To get what I wanted I needed M-O-N-E-Y.

So I took whatever jobs I could – spending hours scraping off dried food from the neighbor’s dishes (a single mom in med school) and cleaning her house.

Babysitting for my parent’s friends.

Selling parking spaces on my friends front lawn to the out-of-towners coming to the University football games.

And the list goes on from there.

Here’s what I learned: Money = Freedom.

I could buy what I wanted, when I wanted, where I wanted.

The catch? I’ve been working hard ever since. Really, really hard.

(Well, except the year I took off to South America with a backpack, but that’s another story).

What I didn’t realize is working for your freedom is a cruel and heartless joke, like that sign over the entrance to the Auschwitz concentration camp that says "Arbeit macht frei" translation: Work Will Set You Free.

This system I adopted to set me free has become my prison.

Over 4th of July weekend this summer I read the 4-Hour Workweek. Cover to cover. I was mesmerized, spellbound. It was like someone had found the secret code for true liberation.  Sentences like “de-couple time and money” “take a mini retirement now instead of waiting until you’re too old or too tired or too sick to enjoy your actual retirement” and “you can work from anywhere in the world with an internet connection and a cell phone” called off the page to my weary soul with promises of a brighter, freer, stress-free future.
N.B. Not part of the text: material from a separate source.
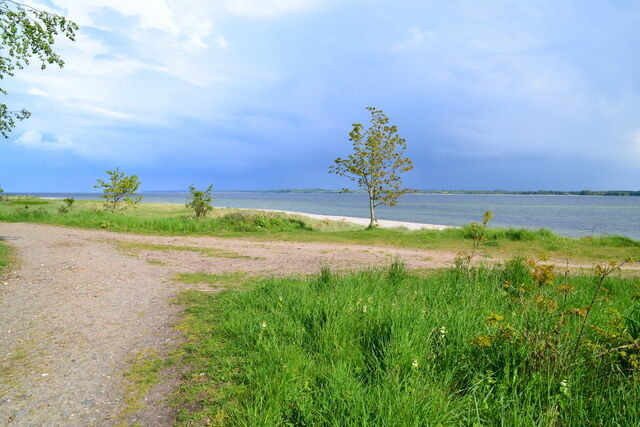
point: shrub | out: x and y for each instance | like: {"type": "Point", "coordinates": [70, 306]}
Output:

Since then I’ve been like one of those men imprisoned at Alcatraz who felt it was in some ways worse than any other prison because it was so painfully obvious how close and yet far away they were from freedom.

I hear the laughter wafting off the boats in the Bay at sunset, the champagne glasses clinking in the starlight, and see the twinkling bright lights of the San Francisco skyline. I'm no closer to freedom, just more acutely aware of how far away it is.

Until now. Today I’m re-writing my money story. Today I am trusting that the universe will support me to follow my dreams.

That money comes abundantly and unexpectedly, especially when I’m not paying attention and simply doing what I love with all my heart.

That by doing what I love I will be paid my worth and I can then be uber-generous with those around me in need.

And that yes, when I love my work, it will set me free.

What’s your money story? Does it hold you back? Go rewrite it. Now.